Qu’en est-il en Suisse? Dans sa Déclaration officielle du 30 janvier 2003, la Conférence romande des directeurs cantonaux de l’instruction publique, qui chapeaute le Plan d’éducation romand (PER), prône de «prendre en compte et rendre accessible la connaissance des fondements culturels, historiques et sociaux, y compris des cultures religieuses, afin de permettre à l’élève de comprendre sa propre origine et celle des autres, de saisir et d’apprécier la signification des traditions et le sens des valeurs diverses cohabitant dans la société dans laquelle il vit», rappelle Olivier Maradan, secrétaire général de la Conférence intercantonale de l’instruction publique de la Suisse romande et du Tessin. Le PER nomme cet enseignement «éthique et cultures religieuses», son équivalent alémanique parle de «Ethik, Religionen, Gemeinschaft». Concrètement, il revient à chaque canton de décider ensuite des modalités d’application.
À Fribourg, par exemple, les interventions restent «ponctuelles» dans les classes enfantines. Au primaire, les élèves bénéficient d’une heure d’enseignement religieux – du catéchisme assuré par des membres des communautés chrétiennes – et d’une heure d’éthique et cultures religieuses, par les maîtres et maîtresses. Idem en dernière année du cycle d’orientation, contre une heure seulement d’éthique et cultures religieuses en 9e et 10e. En Valais, les petits suivent deux périodes hebdomadaires, puis une seule au secondaire. Dans le canton de Vaud, l’éthique et les cultures religieuses sont discutées ici et là en 1ère et 2e primaires. Elles occupent une période de 45 minutes par semaine de la 3e à la 6e, puis une demi-période de la 7e à la 11e. Le cours est obligatoire depuis la rentrée 2013. «Cette obligation peut faire réagir et les directeurs ont dû quelquefois expliquer aux parents que ces cours étaient désormais vus sous l’angle de l’histoire et de la culture générale. Cela reste un domaine sensible, d’où la décision de laisser à chaque canton la liberté de mettre en œuvre ces leçons comme il l’entend», note Serge Martin, directeur général adjoint de la Direction générale de l’enseignement obligatoire de l’État de Vaud.

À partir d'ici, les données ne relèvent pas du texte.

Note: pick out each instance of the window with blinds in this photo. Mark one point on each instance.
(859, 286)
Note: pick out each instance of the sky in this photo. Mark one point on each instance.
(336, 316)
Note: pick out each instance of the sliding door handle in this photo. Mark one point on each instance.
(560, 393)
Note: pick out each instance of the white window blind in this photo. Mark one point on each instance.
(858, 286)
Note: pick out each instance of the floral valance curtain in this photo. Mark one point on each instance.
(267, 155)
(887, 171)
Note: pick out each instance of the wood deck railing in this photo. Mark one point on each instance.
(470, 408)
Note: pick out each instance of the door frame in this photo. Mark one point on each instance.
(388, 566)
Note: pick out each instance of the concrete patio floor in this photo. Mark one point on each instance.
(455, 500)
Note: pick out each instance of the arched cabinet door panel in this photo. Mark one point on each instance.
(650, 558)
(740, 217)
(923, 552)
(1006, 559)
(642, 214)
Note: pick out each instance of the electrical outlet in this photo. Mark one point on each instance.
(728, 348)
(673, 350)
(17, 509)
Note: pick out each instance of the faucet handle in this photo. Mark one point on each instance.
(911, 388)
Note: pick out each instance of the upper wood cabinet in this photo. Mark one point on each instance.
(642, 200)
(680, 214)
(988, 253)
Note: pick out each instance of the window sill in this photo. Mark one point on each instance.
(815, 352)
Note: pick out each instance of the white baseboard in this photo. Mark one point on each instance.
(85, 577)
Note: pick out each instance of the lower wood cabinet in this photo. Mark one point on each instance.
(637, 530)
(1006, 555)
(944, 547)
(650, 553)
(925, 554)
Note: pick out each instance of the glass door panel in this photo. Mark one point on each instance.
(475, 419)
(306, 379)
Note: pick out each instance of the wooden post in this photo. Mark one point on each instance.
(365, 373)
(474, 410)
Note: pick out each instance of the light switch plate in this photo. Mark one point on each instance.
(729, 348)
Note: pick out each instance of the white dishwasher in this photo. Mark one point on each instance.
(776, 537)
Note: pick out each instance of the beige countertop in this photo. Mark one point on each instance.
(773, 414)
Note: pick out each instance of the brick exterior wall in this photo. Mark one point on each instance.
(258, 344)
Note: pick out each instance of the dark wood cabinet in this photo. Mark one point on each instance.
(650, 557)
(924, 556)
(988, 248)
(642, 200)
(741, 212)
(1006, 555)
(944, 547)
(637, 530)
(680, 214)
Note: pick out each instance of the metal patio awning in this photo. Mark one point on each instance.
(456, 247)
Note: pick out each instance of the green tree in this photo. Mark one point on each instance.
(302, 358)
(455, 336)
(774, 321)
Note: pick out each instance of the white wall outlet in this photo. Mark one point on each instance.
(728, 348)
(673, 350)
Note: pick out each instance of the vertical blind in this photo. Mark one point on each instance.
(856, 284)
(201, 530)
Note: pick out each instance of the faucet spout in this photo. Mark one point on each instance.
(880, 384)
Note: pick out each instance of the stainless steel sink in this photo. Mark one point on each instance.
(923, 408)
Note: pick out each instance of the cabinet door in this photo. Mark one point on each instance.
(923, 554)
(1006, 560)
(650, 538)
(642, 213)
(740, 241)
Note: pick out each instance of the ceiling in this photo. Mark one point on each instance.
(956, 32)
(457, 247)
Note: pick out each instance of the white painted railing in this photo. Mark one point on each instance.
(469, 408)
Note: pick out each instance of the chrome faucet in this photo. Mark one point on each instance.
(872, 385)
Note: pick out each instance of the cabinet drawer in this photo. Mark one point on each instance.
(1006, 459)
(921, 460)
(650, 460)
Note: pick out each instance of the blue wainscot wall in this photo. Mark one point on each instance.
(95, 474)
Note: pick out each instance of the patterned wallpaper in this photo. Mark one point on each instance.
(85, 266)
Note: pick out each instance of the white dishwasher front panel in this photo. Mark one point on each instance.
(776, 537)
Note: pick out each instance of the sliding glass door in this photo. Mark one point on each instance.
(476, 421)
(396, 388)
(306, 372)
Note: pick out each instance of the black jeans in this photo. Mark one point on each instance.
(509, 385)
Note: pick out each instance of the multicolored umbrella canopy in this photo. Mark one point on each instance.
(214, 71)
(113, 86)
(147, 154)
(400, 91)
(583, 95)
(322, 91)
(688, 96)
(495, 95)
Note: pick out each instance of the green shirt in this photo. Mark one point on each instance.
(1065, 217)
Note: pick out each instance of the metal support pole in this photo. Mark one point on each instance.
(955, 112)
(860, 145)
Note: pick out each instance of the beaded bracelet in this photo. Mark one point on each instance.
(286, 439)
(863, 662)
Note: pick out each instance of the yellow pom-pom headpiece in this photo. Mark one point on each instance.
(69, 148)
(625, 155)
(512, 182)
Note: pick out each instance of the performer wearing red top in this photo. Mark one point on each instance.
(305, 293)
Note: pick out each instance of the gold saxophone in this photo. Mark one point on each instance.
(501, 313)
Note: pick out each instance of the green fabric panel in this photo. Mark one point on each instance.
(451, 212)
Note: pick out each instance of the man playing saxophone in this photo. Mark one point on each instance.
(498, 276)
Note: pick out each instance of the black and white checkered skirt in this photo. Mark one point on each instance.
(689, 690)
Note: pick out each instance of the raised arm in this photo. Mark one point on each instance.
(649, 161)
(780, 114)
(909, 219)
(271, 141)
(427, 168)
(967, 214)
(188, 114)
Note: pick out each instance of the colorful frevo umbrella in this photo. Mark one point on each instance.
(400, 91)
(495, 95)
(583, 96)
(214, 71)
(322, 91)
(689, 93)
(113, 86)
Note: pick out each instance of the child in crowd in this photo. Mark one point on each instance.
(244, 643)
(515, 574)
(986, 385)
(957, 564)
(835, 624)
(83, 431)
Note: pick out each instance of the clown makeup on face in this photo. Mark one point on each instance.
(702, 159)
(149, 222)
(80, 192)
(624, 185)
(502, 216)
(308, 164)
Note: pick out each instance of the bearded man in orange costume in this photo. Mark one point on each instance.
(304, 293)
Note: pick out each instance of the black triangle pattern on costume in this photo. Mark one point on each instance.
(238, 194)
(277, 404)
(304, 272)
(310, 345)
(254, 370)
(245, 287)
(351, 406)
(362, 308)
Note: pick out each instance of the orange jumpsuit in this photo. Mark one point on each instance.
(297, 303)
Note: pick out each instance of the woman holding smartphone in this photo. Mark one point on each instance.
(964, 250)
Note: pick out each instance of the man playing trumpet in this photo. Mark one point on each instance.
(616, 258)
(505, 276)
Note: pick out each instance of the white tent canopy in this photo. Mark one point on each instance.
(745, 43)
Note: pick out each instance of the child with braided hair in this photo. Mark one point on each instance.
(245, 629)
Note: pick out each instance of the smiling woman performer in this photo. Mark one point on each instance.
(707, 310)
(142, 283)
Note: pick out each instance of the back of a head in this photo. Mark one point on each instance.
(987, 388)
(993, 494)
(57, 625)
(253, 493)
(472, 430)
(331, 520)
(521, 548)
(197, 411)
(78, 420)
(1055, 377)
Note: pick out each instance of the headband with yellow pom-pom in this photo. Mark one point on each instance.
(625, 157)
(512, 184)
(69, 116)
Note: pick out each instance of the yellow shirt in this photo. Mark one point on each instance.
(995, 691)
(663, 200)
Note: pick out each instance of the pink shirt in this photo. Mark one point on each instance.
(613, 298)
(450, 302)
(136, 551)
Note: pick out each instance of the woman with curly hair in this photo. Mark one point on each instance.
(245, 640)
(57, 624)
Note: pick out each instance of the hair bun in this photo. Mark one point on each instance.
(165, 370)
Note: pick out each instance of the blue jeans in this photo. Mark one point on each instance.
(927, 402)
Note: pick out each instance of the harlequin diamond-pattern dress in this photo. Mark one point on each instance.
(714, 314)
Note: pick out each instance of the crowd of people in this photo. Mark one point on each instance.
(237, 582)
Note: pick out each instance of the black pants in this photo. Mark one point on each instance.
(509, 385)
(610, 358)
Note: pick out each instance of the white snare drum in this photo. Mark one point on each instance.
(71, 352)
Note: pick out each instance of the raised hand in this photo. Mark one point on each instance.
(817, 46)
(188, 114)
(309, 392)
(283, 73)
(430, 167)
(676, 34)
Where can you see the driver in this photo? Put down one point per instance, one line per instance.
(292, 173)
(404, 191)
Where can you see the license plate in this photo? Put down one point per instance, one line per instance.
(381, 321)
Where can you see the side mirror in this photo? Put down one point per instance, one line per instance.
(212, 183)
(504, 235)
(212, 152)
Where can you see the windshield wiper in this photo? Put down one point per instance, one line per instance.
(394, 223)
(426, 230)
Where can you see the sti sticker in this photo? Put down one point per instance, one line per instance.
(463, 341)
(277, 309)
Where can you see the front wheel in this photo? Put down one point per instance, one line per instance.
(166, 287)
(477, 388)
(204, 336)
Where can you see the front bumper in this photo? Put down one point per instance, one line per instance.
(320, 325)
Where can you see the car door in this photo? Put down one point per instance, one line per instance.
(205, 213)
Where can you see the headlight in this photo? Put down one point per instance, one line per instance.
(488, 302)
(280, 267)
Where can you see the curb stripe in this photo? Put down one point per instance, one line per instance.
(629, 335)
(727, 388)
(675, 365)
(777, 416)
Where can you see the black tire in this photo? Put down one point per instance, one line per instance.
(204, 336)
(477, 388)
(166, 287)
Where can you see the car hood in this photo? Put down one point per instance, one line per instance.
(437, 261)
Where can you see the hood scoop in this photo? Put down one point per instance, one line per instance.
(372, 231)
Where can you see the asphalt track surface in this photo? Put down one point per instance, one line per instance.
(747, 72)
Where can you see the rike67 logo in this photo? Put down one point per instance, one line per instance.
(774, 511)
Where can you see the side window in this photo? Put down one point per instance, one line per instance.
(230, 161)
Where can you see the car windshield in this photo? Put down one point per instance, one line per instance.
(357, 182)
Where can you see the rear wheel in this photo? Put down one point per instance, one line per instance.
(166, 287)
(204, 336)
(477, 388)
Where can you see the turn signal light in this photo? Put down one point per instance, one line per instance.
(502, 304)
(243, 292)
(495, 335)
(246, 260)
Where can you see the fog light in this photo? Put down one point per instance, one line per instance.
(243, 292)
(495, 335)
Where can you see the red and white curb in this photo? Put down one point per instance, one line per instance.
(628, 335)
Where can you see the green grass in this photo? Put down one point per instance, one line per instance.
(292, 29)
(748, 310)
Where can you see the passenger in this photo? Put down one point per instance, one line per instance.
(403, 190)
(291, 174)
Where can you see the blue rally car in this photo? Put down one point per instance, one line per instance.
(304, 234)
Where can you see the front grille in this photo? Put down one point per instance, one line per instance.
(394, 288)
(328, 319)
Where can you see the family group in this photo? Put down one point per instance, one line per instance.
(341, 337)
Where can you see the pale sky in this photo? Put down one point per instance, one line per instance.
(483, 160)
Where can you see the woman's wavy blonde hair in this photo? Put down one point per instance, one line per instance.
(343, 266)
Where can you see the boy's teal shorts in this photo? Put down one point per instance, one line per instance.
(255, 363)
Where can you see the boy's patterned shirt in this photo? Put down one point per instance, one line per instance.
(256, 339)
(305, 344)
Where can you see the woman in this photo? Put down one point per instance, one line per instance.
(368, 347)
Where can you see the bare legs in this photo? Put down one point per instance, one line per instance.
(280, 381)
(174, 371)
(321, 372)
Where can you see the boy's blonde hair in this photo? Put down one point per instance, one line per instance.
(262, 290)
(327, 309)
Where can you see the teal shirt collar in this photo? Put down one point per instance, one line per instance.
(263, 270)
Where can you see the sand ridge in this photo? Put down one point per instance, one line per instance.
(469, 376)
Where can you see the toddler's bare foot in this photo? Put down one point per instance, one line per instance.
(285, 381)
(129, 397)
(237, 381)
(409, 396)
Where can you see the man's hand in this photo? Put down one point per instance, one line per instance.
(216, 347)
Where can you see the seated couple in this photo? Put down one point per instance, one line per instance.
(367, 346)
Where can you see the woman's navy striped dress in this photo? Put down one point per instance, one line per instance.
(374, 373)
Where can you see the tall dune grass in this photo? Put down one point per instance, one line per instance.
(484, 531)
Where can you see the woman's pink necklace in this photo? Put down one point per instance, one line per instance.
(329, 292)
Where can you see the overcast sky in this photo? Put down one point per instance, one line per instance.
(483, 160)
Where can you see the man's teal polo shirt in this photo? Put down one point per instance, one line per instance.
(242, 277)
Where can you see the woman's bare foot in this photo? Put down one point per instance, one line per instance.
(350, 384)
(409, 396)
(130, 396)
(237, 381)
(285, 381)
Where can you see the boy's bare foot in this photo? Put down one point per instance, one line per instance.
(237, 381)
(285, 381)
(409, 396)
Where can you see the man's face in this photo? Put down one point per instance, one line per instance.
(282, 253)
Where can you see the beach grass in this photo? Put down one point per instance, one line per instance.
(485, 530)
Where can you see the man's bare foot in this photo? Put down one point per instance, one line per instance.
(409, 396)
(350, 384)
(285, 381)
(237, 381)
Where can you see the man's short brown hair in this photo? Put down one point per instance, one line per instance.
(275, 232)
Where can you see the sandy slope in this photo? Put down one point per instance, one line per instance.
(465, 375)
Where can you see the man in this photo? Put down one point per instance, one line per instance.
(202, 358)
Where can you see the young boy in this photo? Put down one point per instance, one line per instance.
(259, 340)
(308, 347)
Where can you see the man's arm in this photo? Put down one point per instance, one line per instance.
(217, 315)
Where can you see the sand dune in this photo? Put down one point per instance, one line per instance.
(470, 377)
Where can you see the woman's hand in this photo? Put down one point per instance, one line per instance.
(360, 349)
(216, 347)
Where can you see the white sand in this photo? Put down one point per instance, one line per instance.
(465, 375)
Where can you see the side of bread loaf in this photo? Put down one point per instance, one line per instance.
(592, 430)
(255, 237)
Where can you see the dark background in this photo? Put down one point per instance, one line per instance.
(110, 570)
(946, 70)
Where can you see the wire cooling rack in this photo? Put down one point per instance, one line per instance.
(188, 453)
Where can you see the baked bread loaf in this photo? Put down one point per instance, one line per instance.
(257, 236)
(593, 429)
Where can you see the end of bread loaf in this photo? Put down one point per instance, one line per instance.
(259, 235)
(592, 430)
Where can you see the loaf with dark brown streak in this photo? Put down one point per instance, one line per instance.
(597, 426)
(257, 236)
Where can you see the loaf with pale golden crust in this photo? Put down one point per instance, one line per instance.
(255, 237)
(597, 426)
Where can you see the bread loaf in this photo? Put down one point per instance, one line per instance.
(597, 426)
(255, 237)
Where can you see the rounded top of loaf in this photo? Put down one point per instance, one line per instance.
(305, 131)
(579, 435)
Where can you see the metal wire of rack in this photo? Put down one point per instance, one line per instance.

À l’exception de Genève et Neuchâtel, tous les cantons romands prévoient un enseignement ad hoc. «Il y a toujours eu une grande tradition de laïcité de l’État et de l’école à Genève. Cela remonte à plus d’un siècle, défend Anne Emery-Torracinta, conseillère d’État en charge de l’Instruction publique. Nous préférons que le fait religieux soit abordé dans le cadre d’autres cours, tels que l’histoire ou la géographie. Cela permet de l’inscrire dans un domaine plus large; l’école n’est pas là pour donner des cours de théologie.» Yves Dutoit et Sabine Girardet, à la tête des Éditions Agora qui fournissent le matériel pédagogique aux cantons romands (lire encadré), réfutent cette position: «La seule manière d’être sûr que cet enseignement soit apporté est d’en faire une discipline à part entière, ce qui n’empêche évidemment pas les liens interdisciplinaires. L’école est en quelque sorte un modèle réduit de notre société dans sa diversité, un lieu où il importe donc d’aborder le fait religieux et de se parler.»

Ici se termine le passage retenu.